In 1783, Mackenzie was a joint founder of the Royal Society of Edinburgh. He became its Literary President in 1812–1828 and Vice President in 1828–1831.[12] At this stage he was listed as an "attorney at the exchequer" living at Browns Square off the Grassmarket.[13]
Mackenzie was an ardent Tory. He wrote many tracts intended to counteract doctrines of the French Revolution, contributing to the Edinburgh Herald under the pseudonym "Brutus".[14] Most remained anonymous, but he acknowledged his Review of the Principal Proceedings of the Parliament of 1784, a defence of the policy of William Pitt written at the desire of Henry Dundas. He was rewarded in 1804 with the office of comptroller of the taxes for Scotland.
In 1776 Mackenzie married Penuel, daughter of Sir Ludovic Grant of Grant. They had eleven children. He was in later years a notable figure in Edinburgh society, nicknamed the Man of Feeling, but in fact a hard-headed man of affairs with a kindly heart. Some of his literary reminiscences appeared in his Account of the Life and Writings of John Home, Esq. (1822). He also wrote a Life of Doctor Blacklock, prefixed to the 1793 edition of the poet's works.
In 1805 Mackenzie was living in a townhouse at 55 George Square.[15] In 1806 he moved to the newly completed house at 6 Heriot Row,[16] where he lived as its first occupant until his death. All Heriot Row houses are relatively large but No. 6 has four bays, not three, making it a third larger than its neighbours.

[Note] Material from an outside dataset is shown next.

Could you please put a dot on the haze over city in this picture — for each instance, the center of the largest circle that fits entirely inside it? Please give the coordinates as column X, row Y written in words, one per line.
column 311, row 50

In 1807 The Works of Henry Mackenzie were published surreptitiously, and he then himself superintended the publication of his Works (8 vols., 1808). There is admiring but discriminating criticism of his work in a Prefatory Memoir affixed by Sir Walter Scott to an edition of Mackenzie's novels in Ballantyne's Novelist's Library (vol. v., 1823).
Mackenzie's 1776 marriage to Penuel Grant, daughter of Sir Ludovic Grant,[17] [18] made him an uncle by marriage to Ludovick Grant-Ogilvy, 5th Earl of Seafield.[19] His eldest son, Joshua Henry Mackenzie (1777–1851) was a senator of the College of Justice known as Lord MacKenzie. He is buried with his father in Greyfriars Kirkyard.[20] Two other sons, Robert and William, worked for the East India Company. His son Holt Mackenzie was an EIC administrator and privy councillor.
He had two daughters, Margaret and Hope.[21] His nephew, Joshua Henry Davidson (1785–1847) was First Physician in Scotland to Queen Victoria.[22]
Henry Mackenzie died on 14 January 1831 at his Georgian townhouse at 6 Heriot Row. He is buried in Greyfriars Kirkyard, in a grave facing north in the centre of the north retaining wall.[23]
MacKenzie was a Scottish Freemason initiated into Lodge Canongate Kilwinning, No. 2, (Edinburgh, Scotland), on 2 December 1784.[24]
A small cottage in Colinton is known as "Henry MacKenzie's Cottage". The building was listed based on a "historical connection", but appears absurd, as it never featured among Mackenzie's official addresses. It may therefore have been home to a namesake and so listed under false pretences.[25]